He’d heard it before he felt it.

In the midst of the gunfire and the bodies falling and the screaming, a snap can be heard through the night. It reminds Richard of a twig, almost. That’s what he thinks it is at first. He doesn’t look down to check. He doesn’t have time. He just keeps walking. If it’s a little stilted, he doesn’t notice.

He doesn’t notice until a little over an hour out from the hill. The adrenaline had finally worn off, and the pain hit him like a truck. He’s walking next to Olson, and the sound he makes startles the boy out of his trance. He liked Olson. He was a crass little guy, but he was nice enough to walk with. Hadn’t poked too much fun at the book, and talking to him wasn’t all that different from the boys back home. He worried about Olson though; he’d gone quiet around 6 p.m. yesterday and hadn’t talked much since. He’s especially worried about Olson now though, the way he looks down at Richard’s leg, pales, and begins to walk faster.

Richard’s scared to look. If he looks, he’ll have to accept that it's real. That the pain he’s feeling isn’t a cramp or a rock in his shoe. He does anyway. The sight that greets him is his ankle, red and inflamed, with a steady trail of blood flowing from a puncture in its side. He thinks he sees something sharp poking out. Something sharp and jagged and pearly white and- his stomach heaves and he tears his eyes away. It’s almost worse. His mind begins to fill in the blanks for him. Curse of a writer, he thinks somewhat bitterly.
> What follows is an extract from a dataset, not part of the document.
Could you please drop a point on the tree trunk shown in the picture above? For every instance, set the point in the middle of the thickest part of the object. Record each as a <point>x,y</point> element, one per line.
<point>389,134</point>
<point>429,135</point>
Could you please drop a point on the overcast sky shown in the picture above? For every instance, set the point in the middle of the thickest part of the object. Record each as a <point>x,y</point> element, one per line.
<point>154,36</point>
He pulls his notebook from the front pocket of his bag; Pearson had suggested he place it there when they’d first seen the incline warning. Suggested he just add in that part later to avoid the risk of dropping it. He’d been a little bitter about doing so originally, memory always distorts events, and his goal is for the book to be as accurate as possible. He’s glad Pearson had done it now. He suddenly looks around for Pearson, to walk with him, maybe hear more about his strange little brother, but can’t seem to find him in the crowd. He looks for him longer than he should before writing a small eulogy for the boy he’d spent the last few hours with before everything had gone to shit.

He also writes a small paragraph on his current condition. Shorter than he’d like, but his vision is going slightly hazy at the edges, and his headlamp is suddenly too bright. His glasses are smudged with grease and sweat, and all attempts to clean them seem to spread it even more. His ankle hurts. He puts his notebook back into his bag and half walks, half stumbles into a spot next to Parker and Baker. Parker lets out a mumbled swear and tells him to “turn that damn light off,” and he obliges without argument.
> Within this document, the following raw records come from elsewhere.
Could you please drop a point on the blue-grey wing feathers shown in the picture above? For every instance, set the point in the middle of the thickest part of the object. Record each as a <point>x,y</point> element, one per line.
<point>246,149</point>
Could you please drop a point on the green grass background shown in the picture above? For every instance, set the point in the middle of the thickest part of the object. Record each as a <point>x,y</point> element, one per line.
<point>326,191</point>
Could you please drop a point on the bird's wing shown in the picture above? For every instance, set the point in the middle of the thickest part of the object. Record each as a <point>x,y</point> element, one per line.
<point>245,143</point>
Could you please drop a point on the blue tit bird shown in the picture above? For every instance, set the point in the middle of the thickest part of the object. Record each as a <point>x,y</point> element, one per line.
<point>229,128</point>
Richard tries to doze for a few hours and is even successful a few times, but can never quite seem to fall into the type of fitful rest that any of the others are getting. Every time he gets close, a jolt of pain goes through his leg like a physical blow. The first few times he’d awoken, he’d been noticeably irritated. Baker had attempted to talk to him, and he’d shrugged him off. He’d apologized half heartedly a little while after. Baker was nice, he told himself. He was trying to help. To distract him. But he’s tired and his leg hurts. He badly wants to sleep.

Eventually, sometime after sunrise, he rationalizes with himself that falling asleep wouldn’t be good for the book. The book. The book about The Long Walk. The book that would make him rich. The reason why he is here. Something ugly creeps in with that last thought. Something that sounds like Mcvries telling him that he wouldn’t need the book to be rich if he won, and Barkovitch saying that he was dying tonight. He shakes his head, drinks a little from his canteen, and continues to walk. Dimly, he realizes he is limping. Richard pulls out his notebook and begins to write.

A few hours pass, and Richard trips. Hard. The unexpected roar of a carbine scares him so badly that he loses his footing. And with it, his left shoe. He’d been up quickly, hadn’t even stopped long enough for a warning. Sometime in the last few hours, his circumstances had really set in for him. He was breathing laboriously, on the verge of hyperventilating. Teeth clenched so hard he could taste copper. He chanced a look down on his now shoeless foot, and immediately regrets it.

It's a horrid sight. The sock is drenched through with blood, his blood; the joint is almost fully turned sideways. There’s a bone sticking out. No longer white, crusted with dry blood, broken almost in two. The foot itself is turning purple.

In his terror, he stops walking for just a moment and picks up a warning. Before the panic rising through his body can fully take hold, Stebbins haphazardly brushes past him and shocks him into stumbling forward. It’s agony, but it’s better than the alternative.

Richard walks for an impossibly long time after that. Uncoordinated, jerky steps, barely reaching pace but reaching pace nonetheless. His mind wanders. Back to the day before, back to Thomas Curley, back to Pearson, back to anything and everything that would keep his mind off the scorching pain in his left leg.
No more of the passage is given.